Friday, December 25, 2009

Budgeting For Christmas…





Though my budget/debt counseling classes will be launched winter term, Helene gave me an opportunity during the last three weeks of fall term to start one-on-one budgeting sessions. One afternoon, I met with Desiree during one of our jewelry sessions. While I offered for us to go to a room to discuss her personal financial situation, she announced that she’d rather talk about it in the jewelry studio, even though all the other FLT girls were there. This was actually great because it prompted a discussion of budget right before Christmas shopping. Several of the participants, Desiree, Norinne, Jessica, and Sammy were venturing to Manchester the following day to start their Christmas shopping. After listening to their piles of unconventional debt, I knew this was bound to be a disaster. In front of everyone, Desiree blatantly admitted to being a “shopaholic.” Prior to this, I’ve really only seen this on TV shows or joked about it with my girlfriends, but really truly just joked about it.

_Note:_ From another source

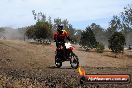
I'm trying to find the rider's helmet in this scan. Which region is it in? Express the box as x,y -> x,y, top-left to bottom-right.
57,25 -> 63,33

Apparently, most of the girls in the room already knew about Desiree’s shopping addiction. Desiree had cleverly thought out her tax payments and her husband’s checks to make sure that she had enough money for Christmas spending. Just the previous weekend, she spent over $300 on just two presents. She confessed that she wanted her “baby girls” to only have the best, and described how she’ll go to Macy’s and pick up pricey coats and jeans for her girls every couple of months. Both of her children have the latest Play Stations, and this year she wants to buy both of them Wii’s. I asked her why she can’t just purchase one for them to share. She rebutted that they would literally kill each other if they fought over a Wii, and she’d have to get one blue and one pink, and it would be a war zone in their living room. I suggested that maybe she should set up an appointment with Brenda, who runs the daycare to learn techniques to help her children share toys. Desiree responded that it’s just easier to buy a Wii. But she has no money! Desiree attempted to calm my worries that she had already called the phone company and the heating company and somehow received an extension on paying her bills. Secretly, she also admitted the pile of bills she sits on. She has thousands of dollars in cell phone bills and credit card bills that she has simply never paid. She admitted that she half-heartedly expects that they’ll just somehow disappear. When I suggested to start saving her husband’s salary to start paying back notes, she agreed that that’s what she should do, but she didn’t know how realistic it was. She noted that she was simply repulsed by the idea of going to Wal-Mart or Salvation Army to dress her children. The other girls in the room heavily relied on this for their income –saving strategies and sarcastically told her how ridiculous this was. It led to a conversation of where to buy the cheapest diapers (CVS vs. Wal-Mart vs. Kmart) and how to get discount toys at the Listen Center. While a huge project had been carved out with Desiree, the resultant conversation was very hopeful. Merry Christmas everyone!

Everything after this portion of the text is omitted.